In total, the results of 2,161 patients were included. The TL approach was performed in 1,076 patients whereas 1,085 patients underwent the RS approach. All patients suffered from unilateral CPA tumors and the majority of participants were female (61.4%). The patient mean age was 53 years (range 13 to 90). Three studies provided the exact proportion of patients who underwent craniectomy or cranioplasty when undergoing CPA tumor surgery through the RS approach [25, 30, 31]. Of the 228 participants undergoing the RS approach in these studies, 152 underwent cranioplasty with autologous bone graft and 76 craniectomy. Levo et al. used the RS approach for larger CPA tumors, whereas Ruckenstein et al. and Schessel et al. used the TL approach for larger tumors [26, 30, 31]. The duration of follow-up of the included studies varied from 1 month to 14 years [25,26,27,28,29,30,31].

Postoperative headache rates after TL versus RS approach

The outcomes of the included studies are presented in Table 3. In total, 23.4% (494 out of 2,108) of the patients experienced POH, 36.2% (380 out of 1,050) of the RS group and 10.8% (114 out of 1058) of the TL group. Three studies, by Levo et al., Ryzenman et al. and Schessel et al., reported a significantly lower prevalence of chronic POH in the TL group (p = 0.019, p < 0.001 and p < 0.001, respectively) [26, 27, 31]. Ruckenstein et al. found a significantly lower POH rate at one and six months after surgery in patients undergoing the TL approach [30]. One year after surgery, this difference was no longer present.
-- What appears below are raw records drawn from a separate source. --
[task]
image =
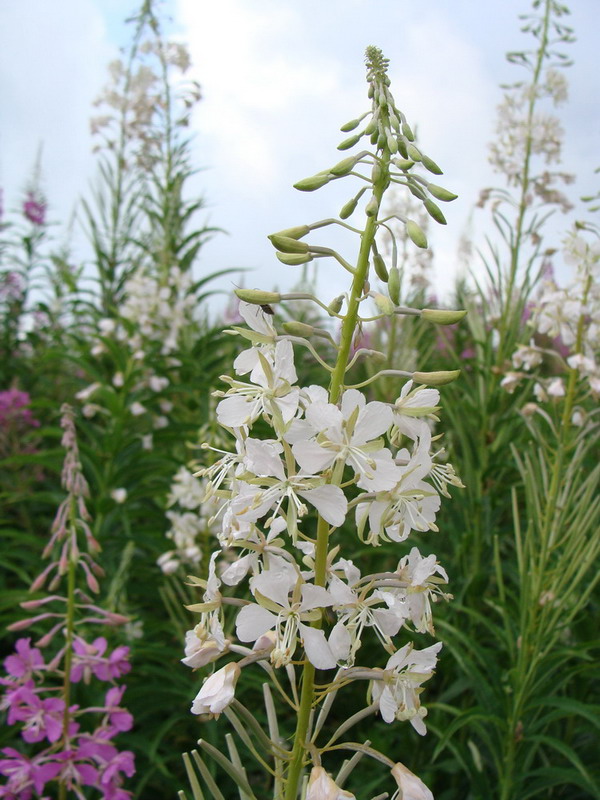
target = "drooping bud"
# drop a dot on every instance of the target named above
(416, 233)
(294, 233)
(394, 285)
(294, 259)
(436, 378)
(445, 195)
(441, 316)
(434, 211)
(349, 142)
(295, 328)
(288, 245)
(257, 296)
(314, 182)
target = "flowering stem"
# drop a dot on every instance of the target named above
(336, 387)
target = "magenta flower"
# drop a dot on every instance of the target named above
(34, 209)
(26, 660)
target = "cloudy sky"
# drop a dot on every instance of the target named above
(278, 78)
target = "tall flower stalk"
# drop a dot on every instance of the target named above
(328, 466)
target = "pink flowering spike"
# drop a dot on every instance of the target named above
(25, 661)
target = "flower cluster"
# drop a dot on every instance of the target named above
(77, 747)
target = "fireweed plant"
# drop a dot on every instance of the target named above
(66, 748)
(369, 464)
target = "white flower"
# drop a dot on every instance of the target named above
(217, 691)
(322, 787)
(410, 787)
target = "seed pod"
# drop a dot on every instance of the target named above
(294, 259)
(288, 245)
(442, 316)
(349, 142)
(440, 193)
(430, 165)
(294, 233)
(434, 211)
(407, 131)
(336, 304)
(414, 152)
(344, 167)
(314, 182)
(257, 297)
(416, 233)
(372, 207)
(349, 208)
(394, 285)
(295, 328)
(380, 267)
(436, 378)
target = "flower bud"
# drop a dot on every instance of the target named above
(440, 193)
(295, 328)
(434, 211)
(257, 297)
(314, 182)
(294, 259)
(294, 233)
(441, 316)
(416, 233)
(287, 245)
(394, 285)
(436, 378)
(349, 142)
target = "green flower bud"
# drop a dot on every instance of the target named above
(414, 152)
(257, 297)
(440, 193)
(314, 182)
(436, 378)
(298, 329)
(441, 316)
(407, 131)
(349, 208)
(380, 268)
(404, 163)
(394, 285)
(336, 304)
(416, 233)
(372, 207)
(430, 165)
(294, 259)
(434, 211)
(288, 245)
(344, 167)
(384, 304)
(294, 233)
(349, 142)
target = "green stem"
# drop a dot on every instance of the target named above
(336, 387)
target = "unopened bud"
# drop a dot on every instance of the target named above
(441, 316)
(336, 305)
(380, 268)
(349, 142)
(436, 378)
(434, 211)
(394, 285)
(416, 233)
(295, 328)
(294, 233)
(257, 297)
(294, 259)
(314, 182)
(445, 195)
(384, 304)
(430, 165)
(288, 245)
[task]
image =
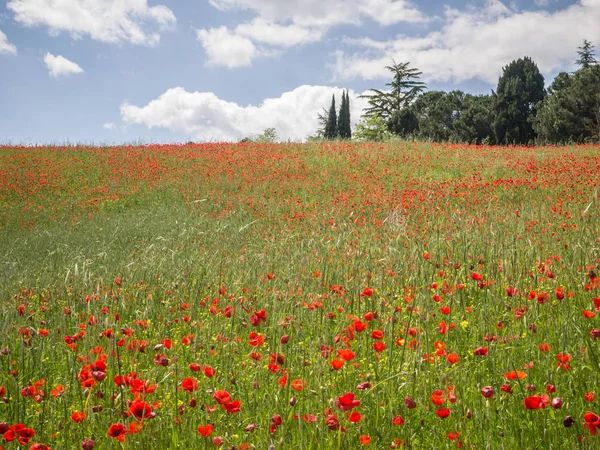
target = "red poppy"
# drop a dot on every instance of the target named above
(480, 351)
(536, 402)
(205, 430)
(222, 397)
(364, 439)
(347, 402)
(452, 358)
(354, 417)
(189, 384)
(592, 422)
(442, 413)
(117, 431)
(398, 420)
(487, 392)
(78, 416)
(232, 407)
(141, 410)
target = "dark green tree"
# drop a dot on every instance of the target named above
(520, 89)
(344, 127)
(331, 128)
(437, 111)
(571, 113)
(586, 55)
(474, 124)
(390, 104)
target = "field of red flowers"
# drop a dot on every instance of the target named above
(338, 295)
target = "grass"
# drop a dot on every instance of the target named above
(126, 251)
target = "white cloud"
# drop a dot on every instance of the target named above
(288, 23)
(202, 115)
(279, 35)
(110, 21)
(477, 43)
(5, 46)
(311, 13)
(59, 65)
(225, 48)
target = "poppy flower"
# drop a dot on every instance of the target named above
(189, 384)
(141, 410)
(347, 402)
(78, 416)
(232, 407)
(354, 417)
(592, 422)
(398, 420)
(487, 392)
(365, 440)
(515, 374)
(480, 351)
(337, 363)
(536, 402)
(117, 431)
(298, 385)
(205, 430)
(452, 358)
(222, 397)
(442, 413)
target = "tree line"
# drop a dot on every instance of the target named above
(520, 111)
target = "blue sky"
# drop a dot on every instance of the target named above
(109, 71)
Two other studies, by Pedrosa et al. and Rameh et al., reported that the TL approach was associated with a lower incidence of POH compared to the RS approach, no significant difference between the two surgical approaches was found (p = 0.12 and p = 0.59, respectively) [25, 28]. Carlson et al. included 128 patients, of which 94 (73.4%) in the RS and 34 (26.6%) in the TL group, and reported a 1.5% higher POH rate in patients undergoing the TL approach (p = 0.87) [29]. In the study by Pedrosa et al. both retrosigmoid craniectomy and cranioplasty with autologous graft were performed [25]. In the craniectomy group, 15 out of 18 (83%) patients reported headache, in comparison to 83 of the 117 (71%) patients in the cranioplasty group (p = 0.27).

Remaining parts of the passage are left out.